Madama Butterfly encanta novamente o Municipal, após 11 anos
Após onze anos longe do palco do Theatro Municipal do Rio de Janeiro, a emoção voltou a tomar conta da grande sala com o retorno de Madama Butterfly, uma das óperas mais tocantes e celebradas de Giacomo Puccini. A partir do dia 21 de novembro, com Patrocínio Oficial Petrobras, o público voltou a mergulhar na intensidade dramática, na beleza musical e na força emocional dessa obra que atravessa gerações.
Nesta nova produção, o Theatro Municipal apresentou uma montagem que equilibrou tradição e renovação. Com Coro e Orquestra Sinfônica do Theatro Municipal, a ópera ganhou vida numa ambientação inspirada na década de 1950, trazendo uma estética refinada e um olhar contemporâneo que dialogou harmoniosamente com a essência clássica de Puccini. Cada cena foi construída com cuidado meticuloso: a cenografia de Renato Theobaldo trouxe profundidade emocional ao espaço; os figurinos de Marcelo Marques deram textura histórica e cultural à narrativa; e a iluminação de Ángel Ancona costurou momentos de delicadeza e tensão com rara sensibilidade.
O elenco reuniu artistas de grande prestígio e reconhecimento internacional, incluindo Eiko Senda, Daniela Tabernig, Matheus Pompeu, Miguel Geraldi, Inacio de Nonno e Santiago Villalba.
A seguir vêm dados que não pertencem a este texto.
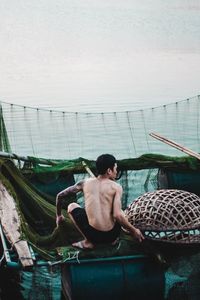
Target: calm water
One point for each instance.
(95, 56)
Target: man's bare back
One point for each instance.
(99, 194)
(102, 218)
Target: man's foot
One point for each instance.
(83, 245)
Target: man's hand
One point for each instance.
(59, 220)
(138, 235)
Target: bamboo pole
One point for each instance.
(175, 145)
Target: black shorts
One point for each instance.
(93, 235)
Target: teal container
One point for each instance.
(126, 277)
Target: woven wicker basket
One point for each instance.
(167, 215)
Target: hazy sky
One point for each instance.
(99, 53)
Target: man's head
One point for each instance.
(106, 163)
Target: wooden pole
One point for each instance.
(175, 145)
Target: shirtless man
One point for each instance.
(101, 219)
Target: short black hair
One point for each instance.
(105, 162)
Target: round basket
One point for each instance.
(168, 215)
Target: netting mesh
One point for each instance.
(67, 136)
(61, 135)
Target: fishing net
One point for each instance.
(67, 135)
(54, 144)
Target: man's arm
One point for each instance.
(121, 218)
(71, 189)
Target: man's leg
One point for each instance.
(84, 243)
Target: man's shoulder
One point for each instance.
(116, 185)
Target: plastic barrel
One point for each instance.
(125, 277)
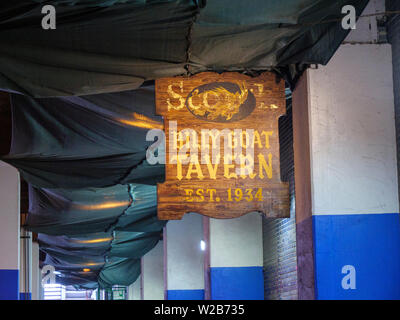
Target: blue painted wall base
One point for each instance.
(25, 296)
(9, 284)
(237, 283)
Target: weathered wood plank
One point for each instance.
(244, 111)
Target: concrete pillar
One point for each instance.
(347, 212)
(152, 275)
(36, 273)
(236, 258)
(25, 275)
(184, 259)
(9, 232)
(134, 290)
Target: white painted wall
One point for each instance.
(9, 217)
(153, 273)
(25, 262)
(236, 242)
(353, 145)
(185, 268)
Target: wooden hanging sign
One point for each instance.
(222, 145)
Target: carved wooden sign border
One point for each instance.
(204, 115)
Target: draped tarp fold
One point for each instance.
(80, 230)
(90, 141)
(83, 102)
(112, 46)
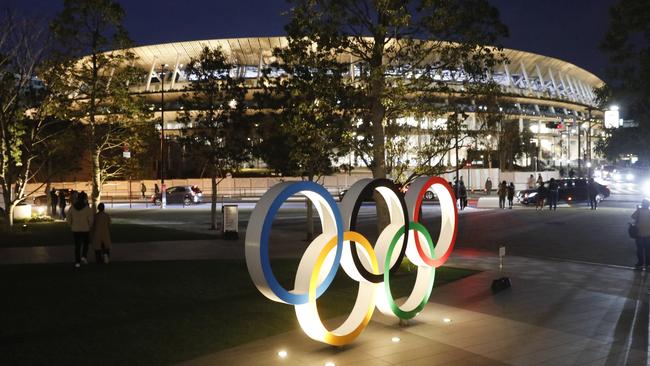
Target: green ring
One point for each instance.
(389, 296)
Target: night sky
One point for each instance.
(567, 29)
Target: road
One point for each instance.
(570, 233)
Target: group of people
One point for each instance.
(87, 226)
(59, 201)
(504, 191)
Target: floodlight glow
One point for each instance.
(340, 245)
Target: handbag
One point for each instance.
(633, 231)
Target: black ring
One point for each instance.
(367, 275)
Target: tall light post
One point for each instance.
(163, 188)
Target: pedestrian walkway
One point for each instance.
(557, 313)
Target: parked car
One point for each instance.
(186, 195)
(569, 190)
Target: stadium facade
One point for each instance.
(552, 98)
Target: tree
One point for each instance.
(91, 35)
(627, 45)
(312, 117)
(395, 71)
(215, 108)
(28, 107)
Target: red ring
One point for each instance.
(416, 217)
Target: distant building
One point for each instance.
(552, 98)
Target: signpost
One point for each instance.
(230, 225)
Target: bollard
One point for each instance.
(503, 282)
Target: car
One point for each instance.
(569, 190)
(186, 195)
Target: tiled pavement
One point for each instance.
(557, 313)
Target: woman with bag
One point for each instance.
(101, 235)
(80, 220)
(641, 219)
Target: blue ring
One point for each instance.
(274, 285)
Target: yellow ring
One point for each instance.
(329, 337)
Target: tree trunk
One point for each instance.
(310, 216)
(213, 207)
(48, 186)
(377, 114)
(10, 214)
(97, 178)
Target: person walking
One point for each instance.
(463, 195)
(541, 196)
(62, 204)
(80, 220)
(488, 186)
(502, 192)
(511, 194)
(101, 237)
(641, 219)
(592, 191)
(54, 202)
(143, 189)
(553, 194)
(530, 184)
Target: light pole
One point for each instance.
(163, 188)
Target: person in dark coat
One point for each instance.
(553, 194)
(541, 196)
(502, 192)
(511, 194)
(592, 191)
(62, 204)
(488, 186)
(101, 236)
(143, 189)
(54, 201)
(463, 195)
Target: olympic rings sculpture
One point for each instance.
(339, 245)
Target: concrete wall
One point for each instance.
(521, 178)
(254, 187)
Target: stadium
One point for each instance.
(551, 98)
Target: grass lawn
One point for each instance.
(58, 233)
(151, 312)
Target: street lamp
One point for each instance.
(163, 192)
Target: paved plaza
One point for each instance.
(575, 298)
(556, 313)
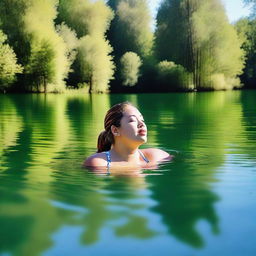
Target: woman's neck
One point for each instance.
(125, 153)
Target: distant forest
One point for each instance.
(110, 46)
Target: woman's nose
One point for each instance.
(140, 124)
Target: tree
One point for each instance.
(90, 21)
(196, 34)
(8, 64)
(46, 45)
(131, 28)
(171, 76)
(246, 29)
(95, 66)
(130, 67)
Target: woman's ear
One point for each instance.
(115, 130)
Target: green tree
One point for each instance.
(95, 66)
(8, 63)
(130, 64)
(246, 29)
(131, 28)
(196, 34)
(46, 45)
(171, 76)
(90, 20)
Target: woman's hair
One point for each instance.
(113, 117)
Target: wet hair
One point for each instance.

Sob a concepção e direção cênica de Pedro Salazar, e a direção musical e regência do maestro Alessandro Sangiorgi, cada apresentação se transformou num encontro profundo entre música, interpretação e emoção. As sessões ocorreram também nos dias 23, 27, 29 e 30 de novembro, enquanto o dia 25 foi dedicado ao Projeto Escola, reforçando o compromisso do Theatro com a formação de novos públicos.
A presidente da Fundação Teatro Municipal, Clara Paulino, destacou o orgulho de reabrir as portas do teatro para mais uma grande ópera, ressaltando que, graças ao patrocínio da Petrobras, foi possível reunir um elenco de excelência, garantia de uma experiência memorável para todos os espectadores. Já o diretor artístico, Eric Herrero, celebrou a retomada de títulos que há muito não subiam ao palco do Municipal, enfatizando que essa nova produção de Madama Butterfly traz não apenas tradição, mas também renovação, com artistas experientes e vozes que brilham nas mais importantes casas de ópera da Europa. O maestro Alessandro Sangiorgi, emocionado com seu retorno ao Theatro Municipal, descreveu a preparação da obra como intensa, profunda e marcada por um reencontro artístico significativo.
A história de Madama Butterfly permanece tão impactante quanto em sua estreia no início do século XX.
A trama segue Cio-Cio-San, uma jovem japonesa que embarca numa jornada de amor, entrega e sacrifício ao se casar com Pinkerton, um tenente americano que vê a união apenas como algo provisório. Enquanto Butterfly abandona sua cultura e crenças em nome de um amor que julga verdadeiro, Pinkerton parte, deixando-a à espera. Durante três anos, ela cria sozinha o filho do casal, certa de que o marido retornará. Quando enfim Pinkerton volta ao Japão, não para reatar o casamento, mas acompanhado de sua esposa americana para levar o menino consigo, Butterfly se confronta com a profundidade de sua desilusão. Em um ato final de honra e desespero, Cio-Cio-San tira a própria vida, encerrando sua trágica e inesquecível história.
Com sua beleza musical arrebatadora, cenários grandiosos e interpretações comoventes, a produção marcou um retorno triunfal de Madama Butterfly ao Theatro Municipal,um espetáculo que reafirmou a magia, a força e a atemporalidade da ópera
Serviço:
Madama Butterfly – Giacomo Puccini
Com Coro e Orquestra Sinfônica do Theatro Municipal do Rio de Janeiro
Local: Theatro Municipal do Rio de Janeiro
Endereço: Praça Marechal Floriano S/Nº – Centro
Datas e horários: 19/11 (Ensaio Geral), 21, 27 e 29/11, às 19h / Dias 23 e 30/11, às 17h / Dia 25/11, às 14h (Projeto Escola)
Duração: 2h30 com intervalo
Classificação: 12 anos
Ingressos:
Frisas e Camarotes – R$90 (ingresso individual)
Plateia e Balcão Nobre – R$80
Balcão Superior e Lateral – R$50
Galeria Central e Lateral – R$20
Ingressos através do site www.theatromunicipal.rj.gov.br ou na bilheteria do Theatro.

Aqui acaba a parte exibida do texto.